Interview: Conférence de presse

Quatre épreuves, trois victoires, pas pire qu’une seconde place en cette première moitié de saison sur la côte Ouest, Jett Lawrence ne laisse pas vraiment de place au suspense. Un ton au-dessus de ses principaux adversaires, le pilote Australien compte 20 points d’avance avant l’entame d’un break de 4 semaines, que ce dernier mettra à profit en débutant le testing sur la 450; machine qu’il pilotera sur le championnat outdoor, mais également sur le championnat SuperMotocross en fin d’année. Micro.

Jett, tu as dit que tu étais tombé malade juste avant la finale d’Oakland. C’est a force de manger tes donuts, où juste de la nervosité ?

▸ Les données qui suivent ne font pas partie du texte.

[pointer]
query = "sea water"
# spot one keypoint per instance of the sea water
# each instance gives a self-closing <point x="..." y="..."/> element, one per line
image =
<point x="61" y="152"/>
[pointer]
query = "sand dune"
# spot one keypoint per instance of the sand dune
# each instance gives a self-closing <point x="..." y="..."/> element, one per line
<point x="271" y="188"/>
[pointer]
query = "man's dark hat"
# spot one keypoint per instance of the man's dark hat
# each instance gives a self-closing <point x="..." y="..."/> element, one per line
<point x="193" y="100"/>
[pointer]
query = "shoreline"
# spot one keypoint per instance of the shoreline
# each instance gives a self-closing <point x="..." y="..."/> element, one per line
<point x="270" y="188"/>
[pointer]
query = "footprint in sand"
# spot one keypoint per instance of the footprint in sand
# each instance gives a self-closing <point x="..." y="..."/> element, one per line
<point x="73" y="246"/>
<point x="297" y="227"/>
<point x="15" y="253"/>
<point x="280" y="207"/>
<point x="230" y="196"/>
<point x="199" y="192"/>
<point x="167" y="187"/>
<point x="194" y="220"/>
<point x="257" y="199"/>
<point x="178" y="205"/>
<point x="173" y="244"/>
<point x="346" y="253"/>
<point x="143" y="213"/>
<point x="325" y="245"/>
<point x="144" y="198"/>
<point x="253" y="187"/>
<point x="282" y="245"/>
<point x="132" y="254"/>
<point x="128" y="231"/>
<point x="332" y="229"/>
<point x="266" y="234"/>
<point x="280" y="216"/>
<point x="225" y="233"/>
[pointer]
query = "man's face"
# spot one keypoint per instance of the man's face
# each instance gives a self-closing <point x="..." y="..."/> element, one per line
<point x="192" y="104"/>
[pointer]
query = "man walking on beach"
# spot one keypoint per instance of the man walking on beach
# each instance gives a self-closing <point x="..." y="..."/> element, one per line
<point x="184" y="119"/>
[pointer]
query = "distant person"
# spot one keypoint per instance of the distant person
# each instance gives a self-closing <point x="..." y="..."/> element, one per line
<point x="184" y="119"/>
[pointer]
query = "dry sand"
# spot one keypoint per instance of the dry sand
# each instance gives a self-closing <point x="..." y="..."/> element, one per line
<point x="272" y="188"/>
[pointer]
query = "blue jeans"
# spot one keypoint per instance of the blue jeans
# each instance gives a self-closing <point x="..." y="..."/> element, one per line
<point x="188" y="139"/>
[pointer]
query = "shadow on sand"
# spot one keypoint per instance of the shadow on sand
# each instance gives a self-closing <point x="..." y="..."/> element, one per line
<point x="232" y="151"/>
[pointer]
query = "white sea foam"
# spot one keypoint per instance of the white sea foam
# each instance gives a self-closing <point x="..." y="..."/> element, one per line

Aucune idée. J’ai vomi mon diner et je me suis dit que ce n’était pas vraiment bon signe. Je ne sais pas … Ces derniers jours, j’ai beaucoup mangé, comme un petit gros, j’imagine que c’est la suite logique après ces derniers jours à me goinfrer. J’ai quitté le camion et j’allais bien, et sur la route pour aller jusqu’à la grille de départ, j’ai senti que mon estomac était vraiment trop plein, je savais que j’allais vomir. J’ai choisi ma place sur la grille et j’ai demandé à mon mécano de me donner une petite minute. Je me suis retrouvé dans un coin à vomir et je me suis dit “Okay, c’est pas cool çà”. J’étais un peu énervé parce que j’ai commencé à entendre des fans rigoler. J’ai levé la tête, et je leur ai lancé “Hey, c’est pas cool, ça craint les gars”. Mais en vrai, c’était assez drôle comme situation. J’ai dû manger un truc pas bon, où j’ai juste trop mangé.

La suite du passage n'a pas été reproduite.